Bactérias benéficas promovem crescimento do tomate e controlam doença vascular
O inimigo do tomate pode ser vencido por bactérias que vivem no solo.
Bactérias benéficas do solo protegem tomateiros contra o cancro bacteriano e ainda estimulam seu crescimento.
Em 3 pontos
- Bactérias benéficas suprimem a infecção por Clavibacter michiganensis em tomateiros.
- O tratamento com essas bactérias aumenta o crescimento das plantas, além de protegê-las.
- A técnica é uma alternativa sustentável aos pesticidas químicos, especialmente em estufas.

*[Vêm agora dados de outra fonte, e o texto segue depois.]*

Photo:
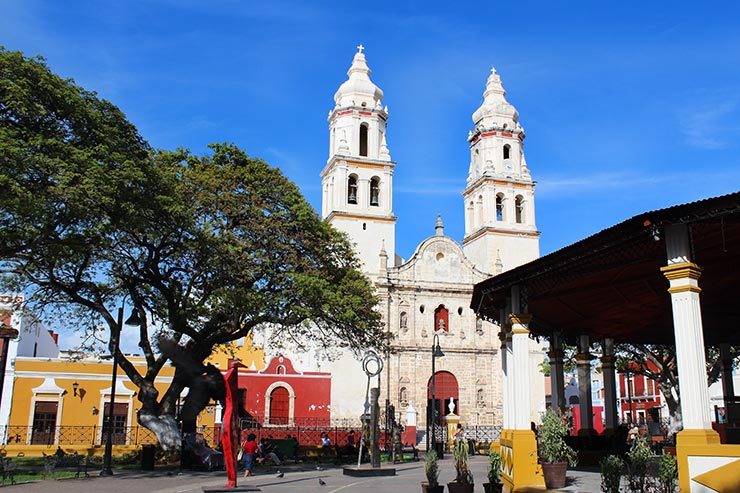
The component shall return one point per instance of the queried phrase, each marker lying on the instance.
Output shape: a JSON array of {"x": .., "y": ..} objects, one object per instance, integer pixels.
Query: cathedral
[{"x": 425, "y": 300}]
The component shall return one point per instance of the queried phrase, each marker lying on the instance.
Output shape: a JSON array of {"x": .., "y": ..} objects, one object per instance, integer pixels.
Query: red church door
[
  {"x": 279, "y": 406},
  {"x": 445, "y": 388}
]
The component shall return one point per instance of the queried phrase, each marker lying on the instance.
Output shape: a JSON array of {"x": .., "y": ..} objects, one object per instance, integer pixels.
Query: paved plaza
[{"x": 296, "y": 479}]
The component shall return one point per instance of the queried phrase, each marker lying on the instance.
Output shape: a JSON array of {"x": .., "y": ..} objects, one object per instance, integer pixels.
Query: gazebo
[{"x": 670, "y": 276}]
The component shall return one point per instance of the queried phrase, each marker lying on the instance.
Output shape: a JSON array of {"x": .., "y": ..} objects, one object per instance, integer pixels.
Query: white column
[
  {"x": 610, "y": 384},
  {"x": 363, "y": 193},
  {"x": 683, "y": 277},
  {"x": 557, "y": 378},
  {"x": 340, "y": 189},
  {"x": 728, "y": 386},
  {"x": 520, "y": 370},
  {"x": 583, "y": 361}
]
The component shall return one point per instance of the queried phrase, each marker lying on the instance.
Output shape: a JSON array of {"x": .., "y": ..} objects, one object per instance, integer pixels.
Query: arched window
[
  {"x": 519, "y": 207},
  {"x": 441, "y": 319},
  {"x": 445, "y": 391},
  {"x": 403, "y": 321},
  {"x": 471, "y": 216},
  {"x": 480, "y": 398},
  {"x": 363, "y": 139},
  {"x": 375, "y": 191},
  {"x": 479, "y": 211},
  {"x": 279, "y": 406},
  {"x": 403, "y": 398},
  {"x": 352, "y": 189}
]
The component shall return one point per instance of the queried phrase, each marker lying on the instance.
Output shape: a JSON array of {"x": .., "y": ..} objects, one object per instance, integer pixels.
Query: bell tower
[
  {"x": 500, "y": 231},
  {"x": 357, "y": 181}
]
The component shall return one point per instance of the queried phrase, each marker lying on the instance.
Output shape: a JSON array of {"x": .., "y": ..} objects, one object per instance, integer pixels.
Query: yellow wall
[
  {"x": 92, "y": 376},
  {"x": 245, "y": 351}
]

Pesquisadores canadenses descobriram que bactérias benéficas do solo podem proteger tomateiros contra o cancro bacteriano, doença grave causada pelo patógeno Clavibacter michiganensis, que provoca murcha e colapso das plantas. O estudo mostra que essas bactérias não apenas suprimem a infecção, mas também estimulam o crescimento das plantas. A descoberta é relevante para agricultores, especialmente em estufas, onde o patógeno se espalha com facilidade. O uso de bactérias benéficas como biocontrole oferece alternativa sustentável aos métodos químicos, reduzindo perdas na produção e promovendo cultivos mais saudáveis, sem prejudicar o meio ambiente.

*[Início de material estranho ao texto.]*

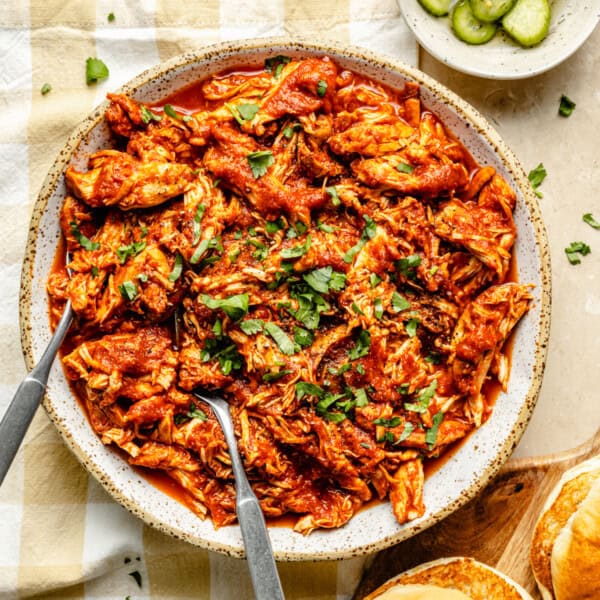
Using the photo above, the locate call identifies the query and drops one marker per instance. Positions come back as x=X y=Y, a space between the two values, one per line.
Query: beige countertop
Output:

🧭 O que isso muda para você
- Agricultores podem aplicar essas bactérias no solo ou nas sementes para prevenir o cancro bacteriano.
- Em estufas, o biocontrole reduz a disseminação do patógeno sem deixar resíduos químicos.

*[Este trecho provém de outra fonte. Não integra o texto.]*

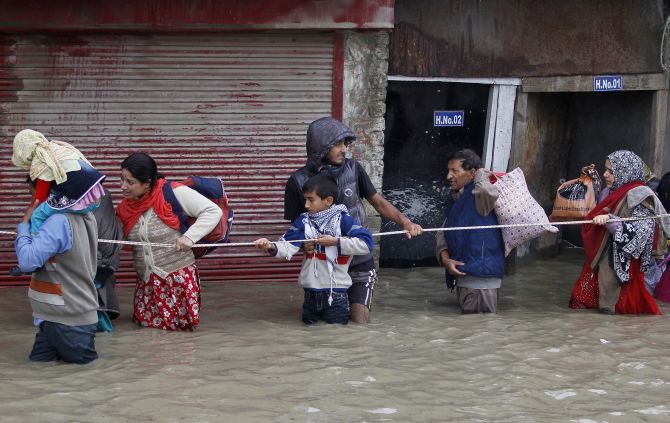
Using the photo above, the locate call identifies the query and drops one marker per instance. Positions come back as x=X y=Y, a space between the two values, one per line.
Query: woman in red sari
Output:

- Pesquisadores podem isolar e multiplicar as bactérias para formular bioinoculantes comerciais.
- Produtores orgânicos ganham uma ferramenta eficaz e ecológica para manejo de doenças.
Contexto e relevância
O cancro bacteriano, causado pela bactéria Clavibacter michiganensis, é uma das doenças mais devastadoras do tomateiro (Solanum lycopersicum). Provoca murcha, lesões nos caules e frutos, levando ao colapso da planta e perdas econômicas significativas. O controle tradicional depende de produtos químicos, que são caros e prejudiciais ao ambiente. A descoberta de bactérias benéficas do solo com capacidade de proteger as plantas representa um avanço crucial para a fitossanidade, alinhando-se à demanda por agricultura sustentável.
Mecanismos e descobertas
Pesquisadores canadenses identificaram que certas bactérias benéficas, provavelmente do gênero Bacillus ou Pseudomonas, atuam de duas formas: primeiro, competem com o patógeno por espaço e nutrientes, suprimindo sua proliferação; segundo, induzem resistência sistêmica na planta, ativando seus mecanismos de defesa. Além disso, essas bactérias produzem compostos que estimulam o crescimento radicular e a absorção de nutrientes, resultando em plantas mais vigorosas. O estudo demonstrou que o tratamento com essas bactérias não só reduz a incidência da doença, mas também aumenta a biomassa e a produtividade dos tomateiros.
Implicações práticas
• Na agricultura, o biocontrole com bactérias benéficas oferece uma alternativa viável aos agroquímicos, reduzindo custos e impactos ambientais.
• Em estufas, onde o patógeno se espalha rapidamente, a aplicação preventiva dessas bactérias pode evitar surtos.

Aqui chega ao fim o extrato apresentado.